Bisio: Yeah, sure.  A good analogy.  It's twelve tones, but I try to make it sound through-composed as much as I can.  In this case, only the melody is twelve tones —it's not like I'm doing serial stuff when I'm walking, and it's not that Bob's harmonies are serial in any way.

Tafuri: It's the vehicle, again.

Bisio: Yeah. Actually, Jim is the person who named that tune.  We used to do it duo also, and he said, "What do you call this?"  I said, "Well, it doesn't really have a title."  He took a pencil and wrote "Doesn't Really."  [Laughs.]

Tafuri: That's great.  I remember years and years ago, when I did radio, I interviewed an old saxophone player and composer.  He had all these really funny cool titles to his compositions —he either didn't want to say or he was telling the truth, but he'd say "Oh, it's just a name." [Laughs.]  Can you talk about the other tunes?

Bisio: Sure.

Tafuri: "Legends"?

Bisio: "Legends" is the only tune Ed ever wrote.

Tafuri: Really?

Bisio: Yeah.  We had to pry it out of him.  That whole session evolved after a short tour that the quintet did.  The tour was based on "Covert Choreography," so after the tour, I said we should go in and record. I didn't want to record anything we'd done on tour, so I asked everybody else to bring in one piece.  Ed was really shy about it, but he brought it in, and it just killed.

Tafuri: You what it reminds me of?  It reminds me of the George Adams-Don Pullen Quartet, the really driving stuff on Black Saint/Soul Note, the classic recordings.  When I saw the title "Legends" it also made me think of that.  Like the contemporary legendary players.  That's a great cut.  I think also it ties into what you were saying earlier —that's an example of where feeling and color and spirit really come through —the interpretation of the music is kind of loose.  It's like listening to the David Murray Big Band, or the Octet.

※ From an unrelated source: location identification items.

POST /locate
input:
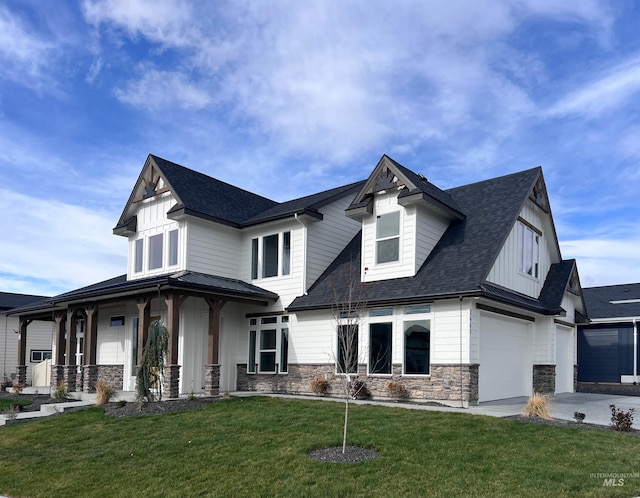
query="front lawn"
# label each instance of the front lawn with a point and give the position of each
(5, 403)
(258, 447)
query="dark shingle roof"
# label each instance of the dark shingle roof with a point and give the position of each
(188, 280)
(310, 204)
(459, 263)
(598, 301)
(213, 198)
(556, 283)
(9, 300)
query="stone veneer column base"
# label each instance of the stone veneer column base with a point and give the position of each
(70, 377)
(90, 377)
(453, 383)
(171, 386)
(21, 375)
(544, 379)
(212, 380)
(57, 376)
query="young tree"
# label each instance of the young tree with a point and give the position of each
(150, 370)
(348, 311)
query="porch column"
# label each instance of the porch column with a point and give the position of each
(90, 369)
(212, 368)
(172, 370)
(21, 369)
(57, 367)
(144, 320)
(70, 368)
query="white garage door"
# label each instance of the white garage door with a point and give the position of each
(564, 359)
(506, 359)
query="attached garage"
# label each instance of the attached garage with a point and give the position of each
(506, 357)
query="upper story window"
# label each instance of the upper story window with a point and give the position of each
(528, 250)
(271, 255)
(139, 247)
(155, 251)
(388, 237)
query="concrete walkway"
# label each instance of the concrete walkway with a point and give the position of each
(562, 406)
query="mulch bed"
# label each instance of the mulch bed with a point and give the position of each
(567, 423)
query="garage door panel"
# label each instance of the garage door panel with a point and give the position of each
(506, 358)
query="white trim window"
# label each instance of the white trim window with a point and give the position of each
(528, 251)
(388, 237)
(268, 345)
(271, 255)
(155, 251)
(138, 255)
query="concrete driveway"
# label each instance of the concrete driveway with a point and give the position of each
(563, 406)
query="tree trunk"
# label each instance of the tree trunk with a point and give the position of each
(346, 424)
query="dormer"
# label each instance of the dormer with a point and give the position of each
(403, 217)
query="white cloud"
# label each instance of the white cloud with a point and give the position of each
(159, 89)
(57, 242)
(607, 92)
(23, 55)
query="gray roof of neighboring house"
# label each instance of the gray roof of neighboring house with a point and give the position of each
(459, 263)
(187, 280)
(599, 301)
(9, 300)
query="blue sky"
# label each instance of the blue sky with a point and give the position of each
(289, 98)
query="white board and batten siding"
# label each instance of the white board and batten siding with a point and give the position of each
(152, 220)
(213, 249)
(39, 338)
(110, 340)
(505, 271)
(327, 238)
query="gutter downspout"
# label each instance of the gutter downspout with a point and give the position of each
(304, 254)
(635, 351)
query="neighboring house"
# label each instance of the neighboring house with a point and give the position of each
(38, 347)
(467, 296)
(608, 346)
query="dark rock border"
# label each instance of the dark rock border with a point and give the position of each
(352, 454)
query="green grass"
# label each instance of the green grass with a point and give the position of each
(258, 447)
(5, 403)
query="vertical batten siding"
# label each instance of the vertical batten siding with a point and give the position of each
(213, 249)
(110, 340)
(505, 269)
(152, 220)
(327, 238)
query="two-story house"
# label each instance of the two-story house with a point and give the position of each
(463, 294)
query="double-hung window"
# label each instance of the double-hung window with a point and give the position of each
(155, 251)
(388, 237)
(347, 349)
(268, 345)
(271, 255)
(528, 250)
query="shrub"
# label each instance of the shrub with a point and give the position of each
(319, 385)
(621, 420)
(60, 392)
(104, 392)
(358, 390)
(396, 390)
(537, 406)
(12, 412)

Bisio: On that whole record I just love how everybody just said what they wanted when they wanted.  That to me is the epitome.  If everybody else has to stand around while somebody's soloing, that gets a little old.  It's been done so many times, why do it again?  To be able to create that kind of environment where people feel they can comment, they can join, I think that's very important —then you have a band.  That's what makes a band —it's no longer a gig, it's a band.

Tafuri: I think there really is a cohesive, cooperative spirit in that.  I wonder how much the malleability and the spirit of the group's leader had to do with that?

Bisio: Oh, I don't know.  [Laughs.]

Tafuri: I didn't expect you to respond to that.  [Laughs.]  Hey, how about this "Injury or Malpractice?"

Bisio: That's Bob.  Bob was a composition major in school.  At University of Washington there's this Breechman scholarship for piano performers, and Bob is such a dude, here he is a composition major, and he took the Breechman scholarship for playing.  Bob's thought process is very advanced, and yet the title comes from an injury he had that wasn't taken care of properly.....

Tafuri: Do you know Bob's album on New World?  We have that here, we listen to that, it's fun.